Cuestión de paladar

(con receta de dulce de leche)

Me encanta vivir en un país que no sea el mío. Me fascina, y especialmente me encantan los primeros días, esos que miras todo todo con la boca abierta, babeando.

A Zacatecas llegamos pasadas las diez de la noche. Hacía frío y no vimos gran cosa. Un taxista bien norteño con sombrero cowboy, botas texanas, camisa con cuello y espalda bordadas, nos ayudó a colocar las valijas en el portaequipajes y nos llevó a nuestro hotel. Sólo vimos cerros, calles en subidas y bajadas y algunas cuantas luces. Tampoco estábamos muy preocupados: muertos de hambre, sólo queríamos pedir algo para comer y domir.

Al día siguiente, bien temprano y domingo, salimos a la calle a ver donde estábamos. “Amadeo mirá”, “uy mirá esto”, le decía a mi compañero mientras paseaba el carrito con mi niña. El centro histórico de Zacatecas,declarado Patrimonio de la Humanidad por la Unesco me dejó pálida. Las plazas, las fuentes, la catedral, la limpieza, me pareció la ciudad más bella del mundo.
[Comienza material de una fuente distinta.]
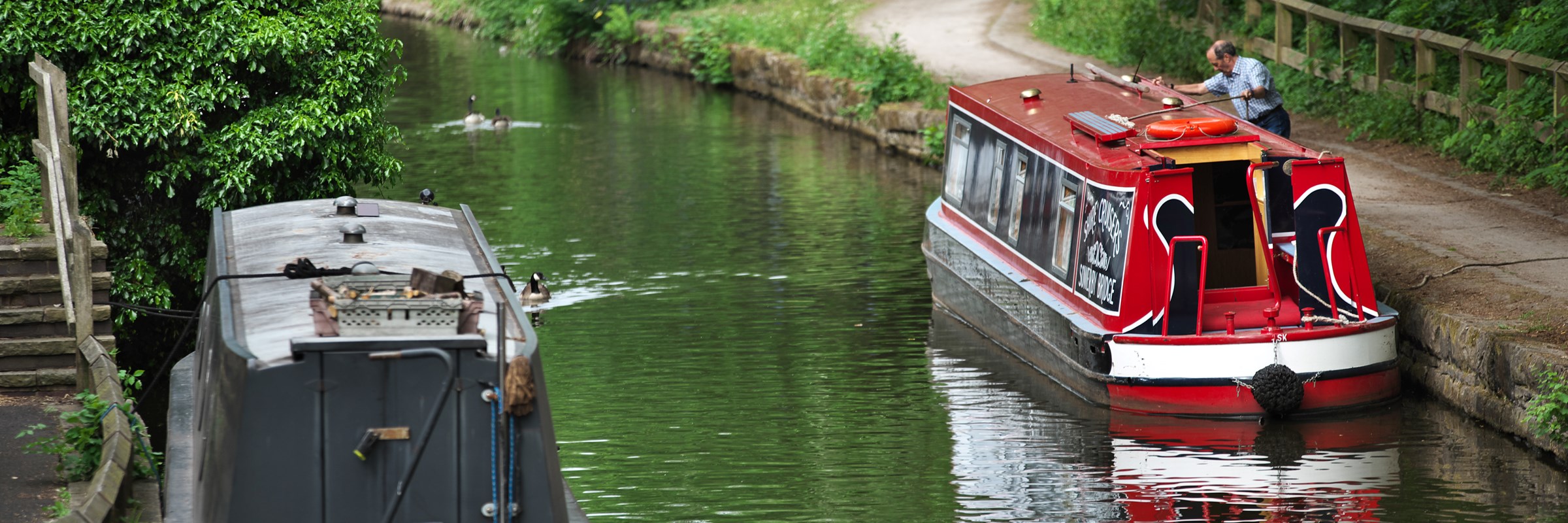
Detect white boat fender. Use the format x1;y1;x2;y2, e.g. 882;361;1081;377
1251;363;1306;416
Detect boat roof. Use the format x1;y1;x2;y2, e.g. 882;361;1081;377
949;74;1317;175
215;199;532;366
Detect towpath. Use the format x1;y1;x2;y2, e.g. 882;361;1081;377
856;0;1568;341
0;393;69;523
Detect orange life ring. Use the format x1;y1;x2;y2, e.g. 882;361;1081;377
1143;118;1235;140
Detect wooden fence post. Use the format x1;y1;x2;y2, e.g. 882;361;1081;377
27;54;93;344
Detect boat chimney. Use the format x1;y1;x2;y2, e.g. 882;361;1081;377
337;221;365;243
333;196;359;217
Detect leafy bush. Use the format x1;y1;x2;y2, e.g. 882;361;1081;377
16;393;113;482
16;369;163;481
1524;367;1568;445
0;161;44;239
1034;0;1568;195
0;0;401;360
666;0;947;118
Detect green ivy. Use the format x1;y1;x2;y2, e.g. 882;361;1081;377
0;161;44;241
0;0;403;354
1524;367;1568;445
16;369;163;481
16;393;113;482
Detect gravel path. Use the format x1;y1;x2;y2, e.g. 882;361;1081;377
856;0;1568;334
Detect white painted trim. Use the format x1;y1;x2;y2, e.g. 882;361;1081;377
1109;317;1397;379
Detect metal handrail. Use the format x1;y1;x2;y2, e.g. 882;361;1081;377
1317;225;1365;322
1160;235;1209;336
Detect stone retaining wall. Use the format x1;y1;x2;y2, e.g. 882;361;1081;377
383;0;1568;460
602;20;947;160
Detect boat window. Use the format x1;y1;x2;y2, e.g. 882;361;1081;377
985;140;1007;225
1007;154;1028;240
947;118;969;203
1051;176;1077;270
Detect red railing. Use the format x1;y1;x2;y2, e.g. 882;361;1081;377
1317;225;1371;322
1160;235;1209;336
1247;161;1282;311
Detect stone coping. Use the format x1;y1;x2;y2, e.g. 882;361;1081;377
383;0;1568;462
55;336;140;523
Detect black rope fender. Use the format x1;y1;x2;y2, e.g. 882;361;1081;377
1251;363;1306;416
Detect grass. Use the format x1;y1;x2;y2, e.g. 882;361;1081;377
657;0;947;118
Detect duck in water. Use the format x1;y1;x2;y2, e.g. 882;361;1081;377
463;94;485;126
519;272;550;303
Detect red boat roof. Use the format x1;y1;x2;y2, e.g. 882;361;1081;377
949;74;1317;171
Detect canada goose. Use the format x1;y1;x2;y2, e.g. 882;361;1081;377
522;272;550;303
463;94;485;124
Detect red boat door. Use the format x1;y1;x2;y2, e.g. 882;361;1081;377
1130;168;1203;335
1290;159;1377;320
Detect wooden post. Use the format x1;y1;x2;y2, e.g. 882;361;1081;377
1373;22;1397;91
1273;1;1294;63
1552;61;1568;118
27;54;93;345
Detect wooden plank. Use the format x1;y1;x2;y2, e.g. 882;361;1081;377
1552;61;1568;118
1509;54;1556;90
1273;1;1300;69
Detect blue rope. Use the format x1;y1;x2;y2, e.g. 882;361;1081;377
506;416;517;523
491;386;500;523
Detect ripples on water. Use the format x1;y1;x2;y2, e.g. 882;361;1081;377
373;20;1568;523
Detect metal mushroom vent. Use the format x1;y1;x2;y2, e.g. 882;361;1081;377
337;221;365;243
333;196;359;217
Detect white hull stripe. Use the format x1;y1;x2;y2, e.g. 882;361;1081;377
1110;323;1396;380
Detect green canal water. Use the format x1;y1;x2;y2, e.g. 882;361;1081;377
379;19;1568;523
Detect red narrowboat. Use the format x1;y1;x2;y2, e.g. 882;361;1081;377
922;74;1400;416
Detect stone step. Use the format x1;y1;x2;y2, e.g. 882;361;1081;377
0;305;113;338
0;234;108;261
0;366;77;391
0;270;114;295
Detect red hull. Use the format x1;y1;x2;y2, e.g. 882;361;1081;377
1107;367;1399;416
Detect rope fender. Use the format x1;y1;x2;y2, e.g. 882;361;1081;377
1251;363;1306;416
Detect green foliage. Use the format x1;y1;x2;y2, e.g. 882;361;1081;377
0;161;44;239
1034;0;1568;195
44;487;71;520
16;393;113;482
681;19;736;83
1524;367;1568;445
652;0;947;118
0;0;401;337
16;369;163;481
1030;0;1214;78
921;122;947;163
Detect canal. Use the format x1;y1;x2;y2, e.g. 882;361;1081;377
376;19;1568;523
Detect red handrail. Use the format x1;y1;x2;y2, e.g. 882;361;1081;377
1317;225;1365;322
1247;161;1282;309
1160;235;1209;336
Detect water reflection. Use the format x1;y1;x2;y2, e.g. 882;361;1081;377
379;14;1568;523
928;311;1561;522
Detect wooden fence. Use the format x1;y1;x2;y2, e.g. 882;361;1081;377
27;55;151;523
1198;0;1568;122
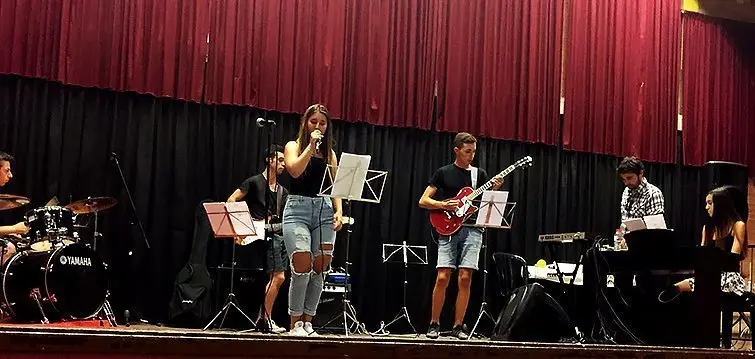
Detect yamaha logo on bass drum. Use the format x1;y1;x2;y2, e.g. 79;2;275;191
60;256;92;267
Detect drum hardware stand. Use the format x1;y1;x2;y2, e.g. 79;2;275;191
202;232;257;330
467;197;516;340
96;291;118;328
371;241;427;336
29;288;50;324
318;159;388;336
320;210;368;336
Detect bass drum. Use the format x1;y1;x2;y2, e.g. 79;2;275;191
2;244;107;321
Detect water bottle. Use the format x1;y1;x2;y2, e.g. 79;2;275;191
613;228;624;251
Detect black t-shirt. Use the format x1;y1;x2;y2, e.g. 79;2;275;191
429;163;488;201
239;174;288;223
429;163;488;223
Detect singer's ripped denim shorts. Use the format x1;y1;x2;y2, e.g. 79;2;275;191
267;234;288;272
436;227;482;270
283;195;336;272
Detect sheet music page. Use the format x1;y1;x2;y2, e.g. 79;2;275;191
225;202;264;238
643;214;667;229
238;219;265;246
475;191;509;226
331;152;372;198
622;218;647;232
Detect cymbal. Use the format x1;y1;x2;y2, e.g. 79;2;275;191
66;197;118;214
0;194;30;211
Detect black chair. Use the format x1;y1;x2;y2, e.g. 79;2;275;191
721;292;755;349
493;252;529;299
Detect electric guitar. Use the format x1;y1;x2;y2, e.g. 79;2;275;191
430;156;532;236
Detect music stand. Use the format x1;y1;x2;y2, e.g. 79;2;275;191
464;191;516;340
371;241;427;336
318;152;388;336
203;202;257;330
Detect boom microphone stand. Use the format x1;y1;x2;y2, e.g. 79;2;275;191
109;152;152;319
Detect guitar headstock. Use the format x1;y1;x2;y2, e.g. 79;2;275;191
511;156;532;168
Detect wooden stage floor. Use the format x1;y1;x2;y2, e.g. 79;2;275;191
0;324;750;359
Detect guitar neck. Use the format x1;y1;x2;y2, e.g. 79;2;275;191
467;166;516;200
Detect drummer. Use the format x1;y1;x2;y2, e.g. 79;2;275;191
0;152;29;265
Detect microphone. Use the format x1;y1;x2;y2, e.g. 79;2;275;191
257;117;275;127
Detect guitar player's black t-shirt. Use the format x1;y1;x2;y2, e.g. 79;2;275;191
429;163;488;223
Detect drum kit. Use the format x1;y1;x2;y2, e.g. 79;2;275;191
0;194;117;326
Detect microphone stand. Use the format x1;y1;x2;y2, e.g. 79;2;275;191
110;152;152;249
110;152;152;319
258;116;280;332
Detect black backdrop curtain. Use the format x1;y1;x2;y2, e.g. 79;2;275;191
0;75;703;330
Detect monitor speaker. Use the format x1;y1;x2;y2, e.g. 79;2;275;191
493;283;576;343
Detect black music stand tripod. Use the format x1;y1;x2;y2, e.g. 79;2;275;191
465;191;516;340
202;202;257;330
371;241;427;336
318;152;388;336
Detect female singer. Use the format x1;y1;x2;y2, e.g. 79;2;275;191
283;104;342;336
658;187;747;303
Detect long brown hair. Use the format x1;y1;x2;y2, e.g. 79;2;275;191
705;186;747;258
296;103;335;163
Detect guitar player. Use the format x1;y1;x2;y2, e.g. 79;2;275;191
419;132;503;339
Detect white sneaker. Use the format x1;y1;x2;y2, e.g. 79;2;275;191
304;322;320;337
288;320;309;337
268;319;286;334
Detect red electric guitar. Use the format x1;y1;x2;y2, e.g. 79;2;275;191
430;156;532;236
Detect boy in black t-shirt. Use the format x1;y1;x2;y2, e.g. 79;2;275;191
228;146;288;334
419;132;503;339
0;152;29;266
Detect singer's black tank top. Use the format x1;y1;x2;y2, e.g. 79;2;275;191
288;156;330;197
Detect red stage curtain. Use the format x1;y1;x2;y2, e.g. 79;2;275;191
206;0;439;128
0;0;63;80
682;13;755;170
438;0;563;144
0;0;210;101
563;0;681;162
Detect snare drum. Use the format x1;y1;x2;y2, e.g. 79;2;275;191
24;206;76;241
2;244;107;321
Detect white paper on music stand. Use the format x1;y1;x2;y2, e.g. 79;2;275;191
624;218;647;232
225;202;257;236
331;152;372;198
475;191;509;226
643;214;667;229
238;219;265;246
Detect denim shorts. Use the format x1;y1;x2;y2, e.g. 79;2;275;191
267;234;288;273
283;195;336;268
436;227;482;270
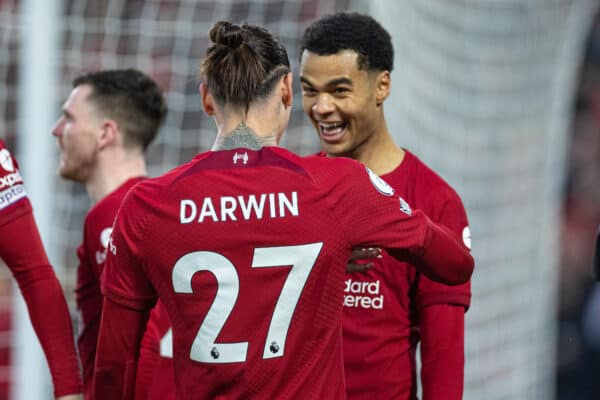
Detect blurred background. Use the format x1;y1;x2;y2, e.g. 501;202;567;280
0;0;600;400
Ese día le escribí a mi madre y le dije lo que sentía en ese momento, que el lugar era tan hermoso que yo me quedaba a vivir ahí, que no me sacaban ni loca. Ya quería amanecer todos los días mirando los callejones con sus casitas coloniales espectadoras de la independencia y la revolución. A pesar de toda la información que busqué antes de viajar no dimensioné nada de lo que era, ni visual ni históricamente.

Me encanta asentar en lugares nuevos porque esa emoción con el tiempo se gasta. Uno se acostumbra a lo bello y lo feo y cuando el paisaje deja de ser pintoresco es lindo viajar, aunque sea de vacaciones, a conocer otros aires. Pero igual, como me gustan las novedades, me encanta saciar mis costumbres, especialmente cuando de gastronomía se trata. Mi estómago reclama milanesas con puré, tartas de acelga, atún o cebolla y queso, empanadas y untarle al pan dulce de leche.

Las milanesas con puré las hago yo a mi estilo, porque acá los empanizados son distintos, las pizzas me las hago con pan árabe, pero el resto de las cosas le creaban un vacío a mi paladar.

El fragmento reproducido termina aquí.